MultiLayer Neural Network for Fruit Classification

This is a Python script that trains and evaluates a three-layer neural network on a fruit classification dataset. The neural network has two hidden layers with 256 and 64 nodes respectively. The input to the neural network is the first two principal components of the data obtained via PCA. The output layer of the neural network has three nodes, one for each fruit class.

Dependencies

Python 3.x numpy scikit-learn matplotlib PIL

Dataset

The dataset consists of 150 grayscale images of three types of fruits: Carambula, Lychee, and Pear. There are 50 images per class. The images are resized to 100x100 pixels and converted to grayscale before being fed into the neural network.

Usage

  1. Load and preprocess the dataset
  2. Train the neural network
  3. Evaluate the performance on validation data
  4. Plot the loss curve
  5. Plot the decision regions
  6. Experiment with different batch sizes and hidden layer sizes

Functions

load_images(folder)

  • Returns numpy arrays of flattened images and their corresponding labels
  • Parameter: folder (str) - the directory where the images are stored

preprocess_data(data_folder, pca_components)

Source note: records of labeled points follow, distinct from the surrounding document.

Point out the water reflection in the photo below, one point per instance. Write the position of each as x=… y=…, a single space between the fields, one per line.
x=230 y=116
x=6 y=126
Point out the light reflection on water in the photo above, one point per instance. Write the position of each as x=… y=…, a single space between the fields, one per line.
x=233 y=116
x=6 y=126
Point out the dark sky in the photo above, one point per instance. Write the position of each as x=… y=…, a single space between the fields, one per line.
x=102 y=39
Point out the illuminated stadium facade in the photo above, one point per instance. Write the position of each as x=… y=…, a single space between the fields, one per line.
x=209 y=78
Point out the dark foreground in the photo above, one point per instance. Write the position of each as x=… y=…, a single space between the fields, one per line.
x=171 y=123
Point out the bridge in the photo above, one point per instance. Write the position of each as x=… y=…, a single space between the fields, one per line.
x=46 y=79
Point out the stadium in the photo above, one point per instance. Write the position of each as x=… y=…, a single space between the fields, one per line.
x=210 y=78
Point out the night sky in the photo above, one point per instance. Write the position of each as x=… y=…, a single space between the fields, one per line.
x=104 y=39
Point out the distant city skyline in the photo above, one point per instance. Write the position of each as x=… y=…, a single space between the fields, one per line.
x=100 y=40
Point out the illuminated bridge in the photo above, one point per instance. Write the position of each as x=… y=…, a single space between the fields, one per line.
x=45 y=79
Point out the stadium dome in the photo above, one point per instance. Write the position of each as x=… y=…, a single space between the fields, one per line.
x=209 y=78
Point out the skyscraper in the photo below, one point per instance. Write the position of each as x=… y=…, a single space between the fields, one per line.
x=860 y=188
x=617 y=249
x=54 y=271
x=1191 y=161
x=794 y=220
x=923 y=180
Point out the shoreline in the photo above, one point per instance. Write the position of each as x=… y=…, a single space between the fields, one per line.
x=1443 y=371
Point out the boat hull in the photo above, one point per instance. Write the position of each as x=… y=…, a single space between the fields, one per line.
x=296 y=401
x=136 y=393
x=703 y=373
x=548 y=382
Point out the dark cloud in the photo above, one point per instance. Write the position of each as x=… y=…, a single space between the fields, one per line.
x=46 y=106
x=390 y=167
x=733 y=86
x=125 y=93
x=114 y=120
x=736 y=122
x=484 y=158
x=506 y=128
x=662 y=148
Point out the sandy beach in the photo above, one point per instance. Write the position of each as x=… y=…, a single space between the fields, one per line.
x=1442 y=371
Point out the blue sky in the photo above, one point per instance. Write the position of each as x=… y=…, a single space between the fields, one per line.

  • Returns preprocessed data for training and testing the neural network
  • Parameters:
    • data_folder (str) - the directory where the data is stored
    • pca_components (int) - the number of principal components to keep after PCA

one_hot_encode(y, num_classes)

  • Returns one-hot encoded labels
  • Parameters:
    • y (numpy array) - the labels to be encoded
    • num_classes (int) - the number of classes in the dataset

sigmoid(x)

  • Returns the sigmoid function applied to x
  • Parameter: x (numpy array) - the input to the sigmoid function

sigmoid_derivative(x)

  • Returns the derivative of the sigmoid function applied to x
  • Parameter: x (numpy array) - the input to the sigmoid function

ThreeLayerNN(input_nodes, hidden_nodes_1, hidden_nodes_2, output_nodes)

  • Initializes the neural network
  • Parameters:
    • input_nodes (int) - the number of input nodes
    • hidden_nodes_1 (int) - the number of nodes in the first hidden layer
    • hidden_nodes_2 (int) - the number of nodes in the second hidden layer
    • output_nodes (int) - the number of output nodes

softmax(x)

  • Returns the softmax function applied to x
  • Parameter: x (numpy array) - the input to the softmax function

forward(X)

  • Returns the output of the neural network for a given input
  • Parameter: X (numpy array) - the input to the neural network

backprop(X, y, output, learning_rate=0.001)

  • Performs backpropagation and updates the weights and biases of the neural network
  • Parameters:
    • X (numpy array) - the input to the neural network
    • y (numpy array) - the true labels for the input
    • output (numpy array) - the predicted output of the neural network
    • learning_rate (float) - the learning rate for the backpropagation

cross_entropy_loss(y_true, y_pred)

  • Returns the cross-entropy loss between the true labels and the predicted labels
  • Parameters:
    • y_true (numpy array) - the true labels
    • y_pred (numpy array) - the predicted labels

train(X, y, epochs=1000, learning_rate=0.001, batch_size=16)

  • Trains the neural network on the input

predict(X)

  • Returns the predicted labels for a given input
  • Parameter: X (numpy array) - the input to the neural network

plot_loss()

  • Plots the loss curve for the neural network

plot_decision_regions(X, y, label)

  • Plots the decision regions for the neural network on a 2D plane
  • Parameters:
    • X (numpy array) - the input to the neural network
    • y (numpy array) - the true labels for the input
    • label (str) - the title for the plot

custom_train_test_split(X, y, test_size=0.2, random_state=None)

  • Performs a custom train-test split on the data
  • Parameters:
    • X (numpy array) - the input data
    • y (numpy array) - the labels for the input data
    • test_size (float) - the percentage of data to use for testing
    • random_state (int) - the random seed for shuffling the data

accuracy(y_true, y_pred)

  • Returns the accuracy of the predicted labels compared to the true labels
  • Parameters:
    • y_true (numpy array) - the true labels
    • y_pred (numpy array) - the predicted labels

Conclusion

This Python script provides a basic implementation of a three-layer neural network for classification tasks. It is applied to a fruit classification dataset and shows the accuracy of the predicted labels compared to the true labels. It also provides the ability to experiment with different batch sizes and hidden layer sizes to see the effect on the loss curve.